Cockrum fait un travail de re-design absolument ébouriffant sur les personnages, notamment sur Serval et Diablo, la race des Bamfs qui fait son apparition ici intégrant plus tard la continuité « officielle ». Thématiquement, c’est l’occasion pour Claremont (et pas pour la dernière fois) de revenir sur le Phénix Noir et de donner une sorte de happy-ending de « substitution » à la Dark Phoenix Saga…
A la base, Cockrum est tellement content de ce que Claremont lui donne en retour de l’idée initiale que le tandem envisage de consacrer deux épisodes au conte, ou alors de faire du numéro 153 un épisode double. L’éditrice Louise Simonson rejette cependant l’une et l’autre de ces options, considérant que l’histoire n’est pas suffisamment « importante » pour justifier de telles mesures. Les auteurs coupent alors beaucoup de choses, dont un affrontement avec les Vengeurs version « fairy tale » qui ne restera qu’un fantasme de fan. Très à l’aise dans l’ambiance « swashbuckler » adoptée ici, Cokrum reviendra 3 ans plus tard à cet univers à travers une mini série consacrée à Diablo.
L’épisode est une petite perle, toujours aussi touchant et drôle après toutes ces années.

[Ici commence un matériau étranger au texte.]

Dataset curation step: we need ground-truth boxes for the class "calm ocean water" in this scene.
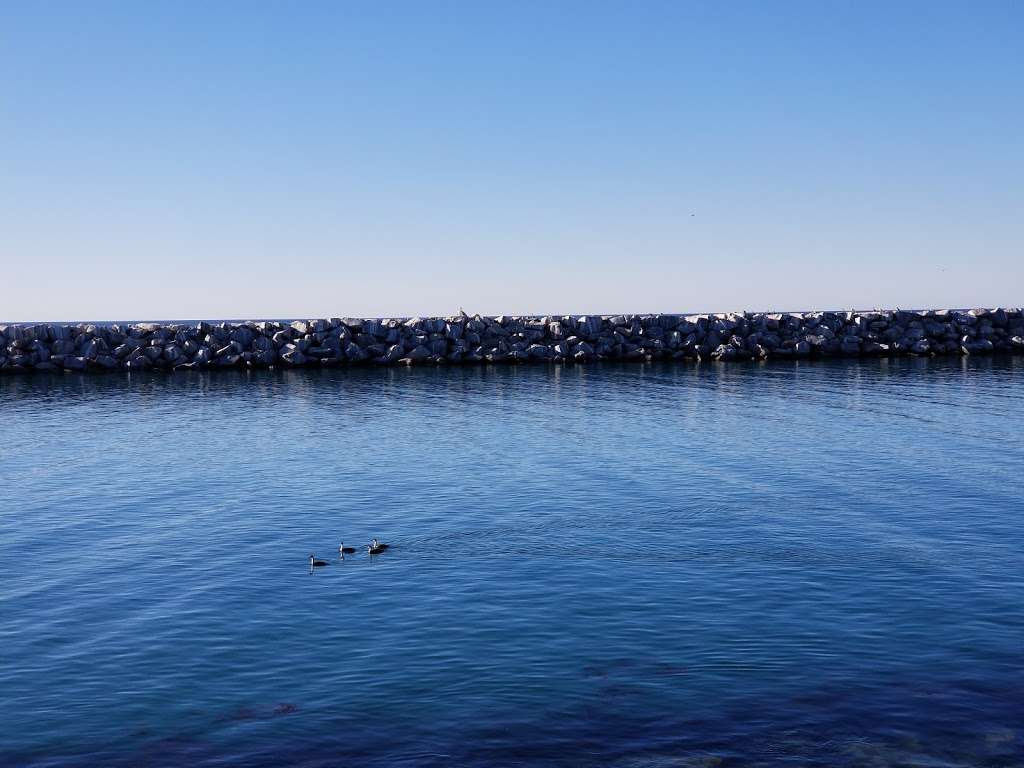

Changement complet d’ambiance avec le numéro 154, qui marque le début de la très (trop ?) longue saga des Broods, qui s’étendra au final sur 10 épisodes (ce qui est considérable à l’époque) et débordera sur l’année 1983. C’est déjà le chant du cygne pour Cockrum, qui ne terminera même pas la saga (c’est Paul Smith, son successeur, qui s’en chargera). Pourtant, on sent bien sa patte sur ce « space-opera » quelque part entre « Star Wars » et « Alien » de Ridley Scott : c’est par exemple l’occasion pour les auteurs de réintroduire les Starjammers, une création de Cockrum à peine entrevue lors de la précédente saga cosmique des mutants. Cockrum souhaitait en fait consacrer un titre à part entière à ces corsaires de l’espace, mais par dépit les introduira dans les X-Men. Claremont en profite pour étoffer le background des Summers, puisque le père disparu de Scott et Alex s’avère être devenu une sorte de pirate de l’espace, un point qui demande évidemment un immense effort de suspension d’incrédulité de la part du lecteur ; mais ce type de prises de liberté avec les probabilités et les coïncidences fait partie intégrante de l’écriture claremontienne, et concourt en fait à son charme.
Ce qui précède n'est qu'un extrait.